UniVG: Towards UNIfied-modal Video Generation

Ludan Ruan,Lei Tian,Chuanwei Huang,Xu Zhang,Xinyan Xiao
2024-01-17
Abstract:Diffusion based video generation has received extensive attention and achieved considerable success within both the academic and industrial communities. However, current efforts are mainly concentrated on single-objective or single-task video generation, such as generation driven by text, by image, or by a combination of text and image. This cannot fully meet the needs of real-world application scenarios, as users are likely to input images and text conditions in a flexible manner, either individually or in combination. To address this, we propose a Unified-modal Video Genearation system that is capable of handling multiple video generation tasks across text and image modalities. To this end, we revisit the various video generation tasks within our system from the perspective of generative freedom, and classify them into high-freedom and low-freedom video generation categories.
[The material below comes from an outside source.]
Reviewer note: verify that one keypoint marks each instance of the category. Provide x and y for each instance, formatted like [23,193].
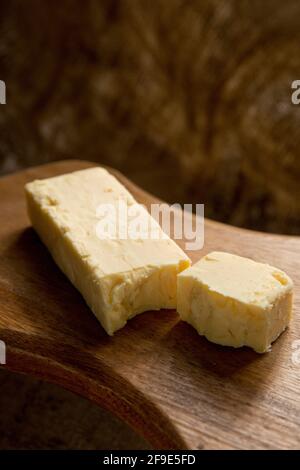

For high-freedom video generation, we employ Multi-condition Cross Attention to generate videos that align with the semantics of the input images or text. For low-freedom video generation, we introduce Biased Gaussian Noise to replace the pure random Gaussian Noise, which helps to better preserve the content of the input conditions. Our method achieves the lowest Fréchet Video Distance (FVD) on the public academic benchmark MSR-VTT, surpasses the current open-source methods in human evaluations, and is on par with the current close-source method Gen2. For more samples, visit
Computer Vision and Pattern Recognition
What problem does this paper attempt to address?
The main goal of this paper is to propose a unified video generation framework (Unified-modal Video Generation, abbreviated as UniVG) that can handle various video generation tasks, including video generation based on text, images, or a combination of text and images. Specifically, the paper aims to address the following key issues: 1. **Flexibility Issue**: Existing video generation methods mainly focus on a single objective or task, such as generating videos based solely on text, images, or a combination of both. This approach lacks the flexibility needed to handle scenarios where users may input text and image conditions in different ways. 2. **Adaptability Issue**: In practical applications, users may not be able to provide the necessary text or image conditions, or the provided text-image pairs may conflict, resulting in poor video quality. 3. **Uniformity Issue**: The paper attempts to build a unified system that can handle both text-based and image-based video generation, thereby meeting the needs of different application scenarios. To achieve these goals, the paper makes the following contributions: - **Proposing the UniVG System**: This is a unified framework capable of handling various video generation tasks, including video generation based on text, images, or a combination of both. The system categorizes video generation tasks into high freedom and low freedom types and adopts different strategies for different types of tasks. - **Introducing Biased Gaussian Noise**: For low freedom video generation tasks (such as image animation and video super-resolution), the paper proposes an improved noise model to better preserve the content of the input conditions while maintaining the quality of the generated video. - **Experimental Validation**: Multiple experiments validate the superior performance of UniVG in terms of objective metrics (such as Fréchet Video Distance, FVD) and subjective evaluations. Notably, compared to current state-of-the-art methods, it excels in video quality and consistency with input conditions. In summary, this paper aims to develop a more flexible, general, and efficient video generation technology that can adapt to different input conditions and produce high-quality output videos.